In the case of collective courses and class teaching, individual requirements will be less observed, but in drawing up the programme the teacher will aim at the average result desired by or considered desirable for the average member of the class. As we shall see later, it is quite feasible to design lessons suitable for a class containing pupils of different capacities; we can arrange that some shall take an active part while others are assimilating more or less passively.

We see, in short, that when starting a new course under new conditions the teacher must draw up a programme. This programme will be divided into so many periods or stages, and for each period certain forms of work will be specified, these being designed to lead in the most efficient way to whatever the aim may happen to be. Without such a programme the teacher will never know exactly where his class stands, the work will be too much of a hand-to-mouth nature, and there will be loose ends. This programme may of course be more or less experimental or tentative; it may be modified in accordance with the teacher’s experience and with the results he has so far obtained. The idea of a hard-and-fast programme does not commend itself; it should, on the contrary, be more or less elastic in order that it may be expanded or contracted according to circumstances. Anything in the nature of a ‘patent method’ (guaranteed to work within so many lessons) suggests quackery. Our programme should be something other than a rigid procedure based on any one particular principle, however logical that principle may seem to be. There are many logical principles, and we must strive to incorporate all of them into whatever programme we design. We shall treat of these in the next chapters.

CHAPTER V
THE SUPREME IMPORTANCE OF THE ELEMENTARY STAGE

Before examining and reviewing the principles of language-study, it will be well for us to note one important point. The reader ere long may protest that we pay no attention to anything except beginner’s work, that we examine no evidence bearing on the more advanced stages, that we give no advice nor offer any suggestions concerning the work of the second and subsequent years. “We are not interested in elementary work,” some may say; “what we require is a series of counsels as to how to conduct the subsequent (and more difficult) work.”
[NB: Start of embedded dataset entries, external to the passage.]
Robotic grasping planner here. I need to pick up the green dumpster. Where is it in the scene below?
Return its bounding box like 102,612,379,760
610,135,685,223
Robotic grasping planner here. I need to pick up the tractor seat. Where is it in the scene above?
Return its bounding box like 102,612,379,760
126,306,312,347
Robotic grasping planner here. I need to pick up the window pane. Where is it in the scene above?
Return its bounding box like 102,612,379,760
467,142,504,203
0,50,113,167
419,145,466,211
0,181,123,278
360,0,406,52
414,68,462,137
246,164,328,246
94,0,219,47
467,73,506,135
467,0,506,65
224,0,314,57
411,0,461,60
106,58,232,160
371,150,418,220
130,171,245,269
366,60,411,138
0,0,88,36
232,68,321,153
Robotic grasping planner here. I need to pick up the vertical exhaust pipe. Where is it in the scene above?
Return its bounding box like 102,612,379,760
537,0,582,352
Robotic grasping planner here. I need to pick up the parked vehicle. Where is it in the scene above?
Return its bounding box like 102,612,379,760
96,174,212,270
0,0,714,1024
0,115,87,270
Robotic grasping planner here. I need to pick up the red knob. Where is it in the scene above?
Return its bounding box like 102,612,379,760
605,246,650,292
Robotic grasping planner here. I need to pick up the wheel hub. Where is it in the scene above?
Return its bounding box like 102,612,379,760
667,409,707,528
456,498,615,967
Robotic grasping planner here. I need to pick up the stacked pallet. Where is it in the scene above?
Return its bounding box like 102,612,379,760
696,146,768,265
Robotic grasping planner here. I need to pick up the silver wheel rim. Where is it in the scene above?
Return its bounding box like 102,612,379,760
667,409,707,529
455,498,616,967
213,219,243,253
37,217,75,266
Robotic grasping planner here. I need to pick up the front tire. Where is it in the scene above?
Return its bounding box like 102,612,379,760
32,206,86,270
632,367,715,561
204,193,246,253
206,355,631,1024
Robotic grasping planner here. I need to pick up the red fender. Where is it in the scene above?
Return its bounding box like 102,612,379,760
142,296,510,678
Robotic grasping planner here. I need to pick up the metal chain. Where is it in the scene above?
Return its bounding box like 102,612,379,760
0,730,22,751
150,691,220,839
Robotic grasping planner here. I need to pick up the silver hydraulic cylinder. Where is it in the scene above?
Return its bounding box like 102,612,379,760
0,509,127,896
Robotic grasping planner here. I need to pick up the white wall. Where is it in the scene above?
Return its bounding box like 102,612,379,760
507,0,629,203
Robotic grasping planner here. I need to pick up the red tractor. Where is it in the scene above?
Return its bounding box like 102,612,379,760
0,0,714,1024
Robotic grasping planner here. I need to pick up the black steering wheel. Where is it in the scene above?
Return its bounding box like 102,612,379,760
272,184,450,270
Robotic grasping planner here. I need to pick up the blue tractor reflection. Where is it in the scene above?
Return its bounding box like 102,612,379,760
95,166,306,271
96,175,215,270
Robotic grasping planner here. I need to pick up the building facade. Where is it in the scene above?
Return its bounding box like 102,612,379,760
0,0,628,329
And yet we shall have little to say concerning the more advanced course; on the contrary, we shall constantly lay stress and insist on the supreme importance of the elementary stage.

It is the first lessons that count; it is the early lessons which are going to determine the eventual success or failure of the course. As the bending of the twig determines the form of the tree, as on the foundations depends the stability of the building, so also will the elementary training of the student determine his subsequent success or failure.

It is during the first stage that we can secure habits of accuracy, that we can train the student to use his ears, that we can develop his capacities of natural and rapid assimilation, that we can foster his powers of observation. Good habits are easily formed (as also are bad habits); at the outset of his studies the learner, whoever he may be, educated or illiterate, child or adult, enjoys the advantage of a plastic mind; it can be shaped according to our will; we can train it to form good and sound habits of language-study. At no other period shall we find such plasticity. Difficult, almost impossible, is the task of undoing what has already been done, of removing faulty habits of perception and of replacing them by sound ones. The student who has passed through an unsound elementary course finds his road to progress barred; the twig has been badly bent, the foundations have been badly laid. All we can then do is to endeavour by means of a corrective course to undo the mischief which has been done, and a thankless task it is. No amount of advanced work can fully compensate or make good the harm which has been wrought by the untrained or unwise teacher. It is too late. Certain habits have been formed, and we all realize what it means to eradicate a bad habit and to replace it by a good one.